#### Imports

In [None]:
import pandas as pd
import numpy as np

import re
import pymorphy3
import nltk
import spacy

import matplotlib.pyplot as plt
import seaborn as sns
from wordcloud import WordCloud

import requests
import folium

from nltk.corpus import stopwords
from nltk.tokenize import word_tokenize
from collections import Counter
from fuzzywuzzy import fuzz

from tqdm import tqdm

In [None]:
# открытие файла с романом "Идиот"
with open('book.txt', 'r', encoding='cp1251') as file: 
    book = file.read()

In [None]:
book[:50]

#### Preprocessing

In [None]:
# nltk.download('popular')
# nltk.download('punkt')
# nltk.download('punkt_tab')
# nltk.download('stopwords')

In [None]:
# изменение списка стоп-слов
stop_words = set(stopwords.words('russian'))
stop_words_adds = ['это','мочь',  'все', 'весь', 'свой', 'твой', 'мой', 'еще', 'знать', 'говорить', 'сказать', 'который', 'очень', 'стать', 'хотеть', 'видеть', 'смотреть', 'чрез', 'спросить', 'сейчас', 'тотчас', 'начать', 'хотя', 'именно', 'давеча', 'сделать', 'тут', 'вдруг', 'пройти', 'кроме', 'впоследствии', 'здесь', 'пять', 'аль', 'эвона', 'эк', 'фью', 'ай', 'самый', 'ваш', 'слишком', 'точно', 'несколько']
stop_words.update(stop_words_adds)

In [None]:
morph = pymorphy3.MorphAnalyzer()

def preprocess(text):
    """разделение слов на токены и проверка на вхождение в список стоп-слов и список пунктуаций"""
    tokens = word_tokenize(text)
    preprocessed_text = []
    for token in tokens:
        if len(token) > 1 and token:
            if morph.parse(token)[0].normal_form.lower().replace('ё', 'е') not in stop_words and token.isalpha():
                preprocessed_text.append(token)
    return " ".join(preprocessed_text)

In [None]:
# разделение на предложения
book = book.replace('\n', '')
sentences = re.split(r'[.!?]+', book) 

In [None]:
processed_sentences = [preprocess(sentence) for sentence in sentences]

In [None]:
punctuation_marks = set(['!', ',', '(', ')', ':', '-', '?', '.', '..', '...', '-'])

Нормализация слов

In [None]:
def get_lemma(text):
    """лемматизация слов"""
    text_parts = text.split()
    lemma = []
    for w in text_parts:
        if w not in punctuation_marks:
            lemma.append(morph.parse(w)[0].normal_form.replace('ё', 'е'))
    return lemma

In [None]:
# cоздание списка нормализованных токенов для анализа дисперсии и анализа частотности слов
book_ = ' '.join(processed_sentences)
words = ' '.join(get_lemma(book_)).split()

In [None]:
words[:10]

In [None]:
# нормализация предложений
sentences_ = [get_lemma(sentence) for sentence in processed_sentences]

In [None]:
sentence_to_list = [' '.join(lst) for lst in sentences_]
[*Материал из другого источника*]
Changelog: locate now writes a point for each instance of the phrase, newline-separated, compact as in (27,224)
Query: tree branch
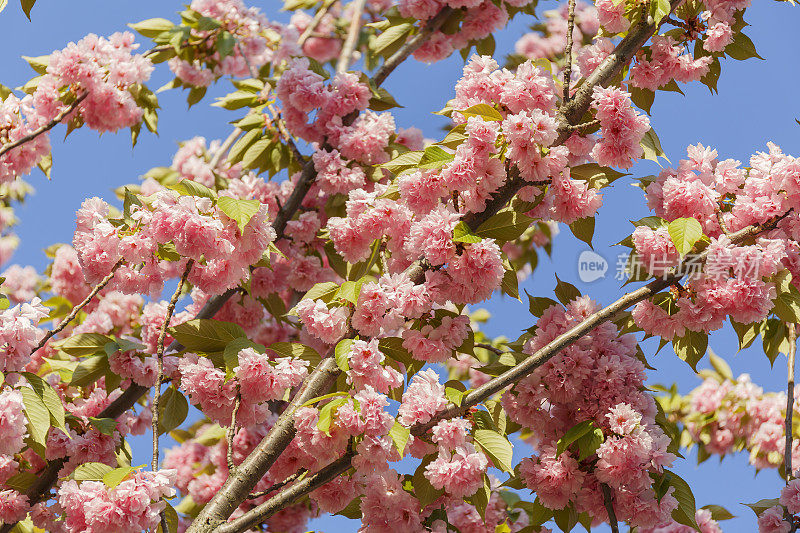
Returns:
(318,16)
(47,127)
(497,384)
(787,451)
(160,377)
(77,309)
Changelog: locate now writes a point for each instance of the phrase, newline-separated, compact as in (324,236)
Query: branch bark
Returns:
(787,451)
(486,391)
(47,127)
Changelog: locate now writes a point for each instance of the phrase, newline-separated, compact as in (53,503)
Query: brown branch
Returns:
(497,384)
(315,22)
(276,486)
(162,335)
(77,309)
(285,498)
(608,502)
(160,377)
(568,58)
(350,42)
(45,128)
(231,433)
(787,451)
(255,466)
(411,46)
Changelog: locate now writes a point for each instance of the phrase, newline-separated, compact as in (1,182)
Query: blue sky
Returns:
(756,103)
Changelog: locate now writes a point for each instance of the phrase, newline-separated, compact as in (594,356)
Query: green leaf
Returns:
(91,472)
(239,210)
(686,510)
(787,302)
(505,226)
(685,232)
(762,505)
(400,435)
(172,410)
(106,426)
(485,111)
(192,188)
(84,344)
(574,433)
(742,48)
(435,157)
(27,5)
(566,292)
(349,290)
(385,42)
(171,516)
(49,398)
(206,335)
(589,443)
(152,27)
(342,354)
(595,175)
(295,349)
(116,476)
(232,349)
(497,447)
(423,489)
(324,291)
(691,347)
(510,284)
(720,365)
(38,415)
(652,146)
(462,233)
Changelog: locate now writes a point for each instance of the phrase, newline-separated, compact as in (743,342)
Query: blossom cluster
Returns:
(100,71)
(253,43)
(723,197)
(597,379)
df = pd.DataFrame(zip(sentences, sentence_to_list),  columns=['sentences', 'sentences_clear']).dropna() # датафрейм из предложений романа
df.to_csv('sentences.csv', index=False)

#### Frequency

In [None]:
pattern_parts = r'\bЧАСТЬ\s+\w+\b'
chapters = re.findall(pattern_parts, book)
print(*chapters, sep = '\n')

Историческоий период сюжета романа

In [None]:
numbers = re.findall(r'\d+', book) # поиск чисел в тексте
print(numbers)
print()
print("По всей видимости, в тексте не указывается год событий")

In [None]:
# найдем словосочетания со словом "век"
pattern_period = r'\w+\s+\bвек[а-я]\b'

period = re.findall(pattern_period, book)
period = set(period)
print(*period, sep = '\n')

В романе упоминается "девятнадцатый век", "золотой век" и "наш век". Вероянее всего, действия в романе описываются в период жизни автора романа Ф.М. Достоевского (1821-1881), в девятнадцатом веке.

In [None]:
# # разделим весь текст на части
parts = re.split(pattern_parts, book)
print(len(parts))

In [None]:
part_1 = parts[1] # первое значение в списке пустое, поэтому не записываем значение с индексом 0
part_2 = parts[2]
part_3 = parts[3]
part_4 = parts[4]

In [None]:
lengths = [len(part_1), len(part_2), len(part_3), len(part_4)]
labels = [f'Часть {i}' for i in range(1, 5)]

In [None]:
plt.bar(labels, lengths)
plt.xlabel(' ')
plt.ylabel('Длина')
plt.title('Размер частей')
plt.show()

In [None]:
parsed_words = []
for word in words:

    parse = morph.parse(word)[0]
    if 'Patr' not in parse.tag :
        
        parsed_words.append(word)        
counter = Counter(parsed_words)

top_words = counter.most_common(100)

In [None]:
wordcloud = WordCloud(width=1000, height=600, background_color='white').generate_from_frequencies(counter)
plt.figure(figsize=(15, 7.5))
plt.imshow(wordcloud, interpolation='bilinear')
plt.axis('off')
plt.title('Список 100 наиболее частых слов романа "Идиот"\n')
plt.show()

#### Geographical objects

Упоминание города в тексте может свидетельствовать о местоположении, где происходят события романа, а также о путях передвижения персонажей

In [None]:
nlp = spacy.load("ru_core_news_md")

In [None]:
def search_entity(marks):
    """поиск именнованных сущностей"""
    entity = []
    
    mid = len(book) // 2
    book_part1 = book[:mid]
    book_part2 = book[mid:]

    for part in [book_part1, book_part2]:
        doc = nlp(part.lower())
        entity_found = [ent.text for ent in doc.ents if ent.label_ in marks]
    entity.extend(entity_found)
    return entity

In [None]:
locations_list = search_entity("LOC")

In [None]:
locations_list = [morph.parse(l)[0].normal_form.title() for l in locations_list if "Name" not in morph.parse(l)[0].tag]

In [None]:
locations_count = pd.Series(locations_list).value_counts()

In [None]:
locations_filtered = locations_count[(locations_count >= 2) &(locations_count.index.str.count(' ') == 0)]

In [None]:
labels = locations_filtered.index
sizes = locations_filtered.values

plt.figure(figsize=(9, 9))
plt.pie(
    sizes,
    labels=labels,
    autopct='%d%%',
    rotatelabels=True,
    startangle=90,
    wedgeprops={'linewidth': 1, 'edgecolor': 'white'})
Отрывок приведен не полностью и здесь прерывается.